Russia’s new restrictive anti-smoking law is an example of such voluntary imitation. So it’s a travesty that Russia’s relations with the EU are more permeated with hostile rhetoric than Russia’s relations with China or, say, Central Asian countries.
The reason for this sad state of affairs is not very different from the reason for EU-British friction. The EU is increasingly an ideologically intransigent body, advocating rather questionable modern values (such as same-sex marriages, which not all Russians or Brits find easy to stomach) as obligatory elements of “European identity”.
In this situation, Russia’s relations with individual EU member states tend to be invariably better than Russia’s relations with the EU as a whole. Even Hungary, headed by one-time Russophobe Viktor Orbán, is now on better terms with Moscow than with Brussels (his government is more interested in Russia’s gas than its ideology).
In a way, it’s reminiscent of the Middle Ages, when Orthodox Russia’s relations with individual European states could be better or worse, depending on realpolitik, but its relations with the Vatican were invariably frozen and full of ideological distrust.
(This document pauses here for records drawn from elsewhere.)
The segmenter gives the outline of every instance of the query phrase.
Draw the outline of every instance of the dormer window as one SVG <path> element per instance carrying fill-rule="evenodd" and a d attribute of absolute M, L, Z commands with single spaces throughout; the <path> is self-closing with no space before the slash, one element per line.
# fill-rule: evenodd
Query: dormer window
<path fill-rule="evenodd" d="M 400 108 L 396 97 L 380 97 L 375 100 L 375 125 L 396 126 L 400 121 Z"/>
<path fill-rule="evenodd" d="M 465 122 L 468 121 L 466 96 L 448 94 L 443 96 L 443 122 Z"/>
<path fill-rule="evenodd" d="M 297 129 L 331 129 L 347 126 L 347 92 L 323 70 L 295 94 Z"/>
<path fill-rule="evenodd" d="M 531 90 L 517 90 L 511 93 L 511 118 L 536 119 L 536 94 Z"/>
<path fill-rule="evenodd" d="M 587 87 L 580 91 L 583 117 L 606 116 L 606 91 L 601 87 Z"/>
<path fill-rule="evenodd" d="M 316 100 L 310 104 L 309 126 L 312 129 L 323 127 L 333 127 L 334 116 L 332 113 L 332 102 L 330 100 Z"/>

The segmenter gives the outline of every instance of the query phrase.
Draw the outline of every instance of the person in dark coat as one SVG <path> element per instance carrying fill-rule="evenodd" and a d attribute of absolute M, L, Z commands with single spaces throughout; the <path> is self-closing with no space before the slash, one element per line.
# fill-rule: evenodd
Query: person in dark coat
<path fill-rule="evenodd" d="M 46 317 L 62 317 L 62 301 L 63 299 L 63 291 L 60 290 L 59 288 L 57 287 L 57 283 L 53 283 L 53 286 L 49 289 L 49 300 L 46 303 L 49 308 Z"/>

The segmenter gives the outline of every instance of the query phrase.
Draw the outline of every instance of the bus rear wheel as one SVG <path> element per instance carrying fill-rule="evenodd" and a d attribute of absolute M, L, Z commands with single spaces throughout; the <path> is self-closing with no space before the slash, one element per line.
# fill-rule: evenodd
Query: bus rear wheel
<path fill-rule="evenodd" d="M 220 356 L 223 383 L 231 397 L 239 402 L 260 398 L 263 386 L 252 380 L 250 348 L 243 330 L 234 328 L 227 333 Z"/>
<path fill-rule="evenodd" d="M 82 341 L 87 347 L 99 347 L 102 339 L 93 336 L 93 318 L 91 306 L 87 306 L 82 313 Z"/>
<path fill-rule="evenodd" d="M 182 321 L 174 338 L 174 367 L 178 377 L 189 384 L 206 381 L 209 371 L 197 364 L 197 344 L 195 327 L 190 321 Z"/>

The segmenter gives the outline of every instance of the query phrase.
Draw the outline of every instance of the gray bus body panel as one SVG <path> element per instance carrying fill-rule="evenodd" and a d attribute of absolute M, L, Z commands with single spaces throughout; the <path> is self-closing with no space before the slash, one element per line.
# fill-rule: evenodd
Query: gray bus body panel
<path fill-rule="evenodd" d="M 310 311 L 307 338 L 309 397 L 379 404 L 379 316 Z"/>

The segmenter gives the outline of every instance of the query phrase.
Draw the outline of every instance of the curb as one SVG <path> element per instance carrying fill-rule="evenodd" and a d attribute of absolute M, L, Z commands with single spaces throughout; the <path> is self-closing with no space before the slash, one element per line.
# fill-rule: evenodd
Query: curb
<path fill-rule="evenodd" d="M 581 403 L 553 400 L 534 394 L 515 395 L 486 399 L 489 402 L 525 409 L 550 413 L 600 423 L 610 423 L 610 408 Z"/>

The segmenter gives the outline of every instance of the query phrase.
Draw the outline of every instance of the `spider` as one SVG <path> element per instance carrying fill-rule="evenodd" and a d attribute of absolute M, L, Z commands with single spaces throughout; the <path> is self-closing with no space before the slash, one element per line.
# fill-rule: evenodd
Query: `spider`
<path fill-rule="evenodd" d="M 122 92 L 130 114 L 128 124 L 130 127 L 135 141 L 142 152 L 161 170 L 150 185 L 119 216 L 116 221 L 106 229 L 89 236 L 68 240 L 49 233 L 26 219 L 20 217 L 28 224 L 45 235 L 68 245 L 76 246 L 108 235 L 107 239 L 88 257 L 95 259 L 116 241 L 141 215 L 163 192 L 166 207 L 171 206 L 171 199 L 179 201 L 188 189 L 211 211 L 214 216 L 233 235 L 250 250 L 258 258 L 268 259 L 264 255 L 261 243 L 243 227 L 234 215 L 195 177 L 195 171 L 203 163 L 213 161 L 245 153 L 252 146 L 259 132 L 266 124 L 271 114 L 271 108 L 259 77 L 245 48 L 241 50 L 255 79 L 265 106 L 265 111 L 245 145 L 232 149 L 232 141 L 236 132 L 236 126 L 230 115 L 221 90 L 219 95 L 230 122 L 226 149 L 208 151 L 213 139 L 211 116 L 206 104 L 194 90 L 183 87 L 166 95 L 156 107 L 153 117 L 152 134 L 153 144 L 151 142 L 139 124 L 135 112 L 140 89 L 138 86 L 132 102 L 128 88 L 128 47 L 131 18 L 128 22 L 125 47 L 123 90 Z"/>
Today, the EU obviously aims to be the new Holy Roman Empire, taking on the role of moral arbiter and central authority. This is something that both Russia and Britain have always found hard to accept, since the times of Henry VIII and Ivan the Terrible.
So how would Russia react to Britain leaving the EU altogether? Interestingly, when England’s separation from Catholicism became total under Queen Elizabeth I, Ivan the Terrible immediately developed a liking for her, and even proposed marriage. He was one of the very few people in Russia at the time who knew something about England and its relations with the rest of Europe.
Similarly, the vast majority of Russians today take little or no interest in their country’s relations with the EU (let alone Britain’s).
But the Russian elite is watching, and taking notice.
Dmitry Babich is a political analyst for the Voice of Russia radio station.